Vernimm nun, auf welche Weise die Schlange Klugheit zeigt.
Wenn sie merkt, dass sie alt und runzlig wird und zu stinken beginnt, so sucht sie eine Stelle, an der zwei Steine beieinander liegen, und zwischen diesen schiebt sie sich ganz genau hindurch, so dass sie die alte Haut ganz abstreift; darunter ist eine neue gewachsen.
Ganz ebenso soll der Mensch mit seiner alten Haut verfahren, das heißt mit alldem, was er von Natur besitzt, wie groß oder gut es auch immer sei.
Welches sind (nun) diese beiden Steine? Der eine ist die ewige Gottheit, welche die Wahrheit ist, der andere die liebreiche Menschheit Christi, der wesenhafte Weg. Zwischen diesen beiden Steinen hindurch soll der Mensch all sein Leben und Wesen gestalten, schleifen und tragen.
Johannes Tauler (1300 – 1361) in Predigt 23: Estote prudentes et vigilate in orationibus
Ich gebe zu: das ist eine etwas ungewöhnliche Adventsempfehlung …
Johannes Tauler, der wohl berühmteste Schüler Meister Eckharts, liebte Bilder aus der Natur und der Tierwelt … ich hab schon von mehreren gelesen.
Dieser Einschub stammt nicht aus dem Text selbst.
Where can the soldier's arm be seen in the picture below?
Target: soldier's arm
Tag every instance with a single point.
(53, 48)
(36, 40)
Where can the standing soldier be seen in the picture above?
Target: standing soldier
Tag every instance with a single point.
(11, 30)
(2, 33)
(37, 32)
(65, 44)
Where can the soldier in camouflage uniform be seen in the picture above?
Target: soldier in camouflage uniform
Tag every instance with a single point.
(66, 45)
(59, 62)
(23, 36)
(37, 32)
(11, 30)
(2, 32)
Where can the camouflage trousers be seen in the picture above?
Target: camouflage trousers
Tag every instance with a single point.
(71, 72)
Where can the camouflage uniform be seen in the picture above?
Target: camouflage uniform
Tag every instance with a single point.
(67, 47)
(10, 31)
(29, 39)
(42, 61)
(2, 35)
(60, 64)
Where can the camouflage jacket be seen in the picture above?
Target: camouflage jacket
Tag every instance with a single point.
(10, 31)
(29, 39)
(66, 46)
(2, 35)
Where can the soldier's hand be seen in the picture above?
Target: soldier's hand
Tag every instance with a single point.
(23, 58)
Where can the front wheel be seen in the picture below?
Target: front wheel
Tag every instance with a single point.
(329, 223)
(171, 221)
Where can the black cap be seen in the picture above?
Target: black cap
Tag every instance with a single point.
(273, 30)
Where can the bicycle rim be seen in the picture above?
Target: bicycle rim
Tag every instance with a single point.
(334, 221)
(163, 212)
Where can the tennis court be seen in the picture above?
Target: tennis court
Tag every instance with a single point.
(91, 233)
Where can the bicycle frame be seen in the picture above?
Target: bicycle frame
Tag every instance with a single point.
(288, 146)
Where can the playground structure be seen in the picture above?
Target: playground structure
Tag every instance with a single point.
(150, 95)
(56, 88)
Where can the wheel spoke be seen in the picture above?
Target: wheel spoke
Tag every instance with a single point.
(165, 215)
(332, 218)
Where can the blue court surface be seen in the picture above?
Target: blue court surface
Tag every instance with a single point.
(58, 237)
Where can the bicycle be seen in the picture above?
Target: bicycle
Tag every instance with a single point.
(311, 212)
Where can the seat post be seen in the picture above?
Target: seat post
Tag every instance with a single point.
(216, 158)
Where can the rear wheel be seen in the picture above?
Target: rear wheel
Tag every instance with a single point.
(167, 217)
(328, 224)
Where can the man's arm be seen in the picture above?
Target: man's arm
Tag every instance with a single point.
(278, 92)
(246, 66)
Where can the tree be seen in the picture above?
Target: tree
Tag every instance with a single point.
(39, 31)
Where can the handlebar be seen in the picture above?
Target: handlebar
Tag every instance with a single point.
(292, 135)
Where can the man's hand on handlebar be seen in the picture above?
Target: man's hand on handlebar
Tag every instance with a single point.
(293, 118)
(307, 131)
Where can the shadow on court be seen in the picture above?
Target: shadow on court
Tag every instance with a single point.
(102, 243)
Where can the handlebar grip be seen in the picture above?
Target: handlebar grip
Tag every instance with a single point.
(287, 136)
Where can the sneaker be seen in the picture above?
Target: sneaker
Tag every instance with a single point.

Hier beschreibt er die Verhaltensweise von Schlangen beim Häuten.
Die alte Haut wird zwischen zwei Steinen abgestreift. Darunter sei bereits eine neue Haut vorhanden, so Tauler.
Und nun kommt ein direkter Vergleich, eine konkrete Anweisung, eine praktikable Übertragung ins Leben:
Auch Menschen haben eine „alte Haut“ – und das ist erstmal nichts Schlechtes. Johannes Tauler spricht davon, dass sie „groß und gut“ sein kann.
Das sind zum Beispiel seine Gaben, seine Gewohnheiten, seine Geschichte – Dinge, die er „von Natur besitzt“.
Im Verborgenen wächst also ein Leben lang eine „neue Haut“:
neue Eignungen,
neue Erlebnisse,
neue Erkenntnisse,
neue Energien,
neue Einflüsse,
neue Erfahrungen.
Sie alle sollen an die Oberfläche kommen … sichtbar „neue Haut“ werden.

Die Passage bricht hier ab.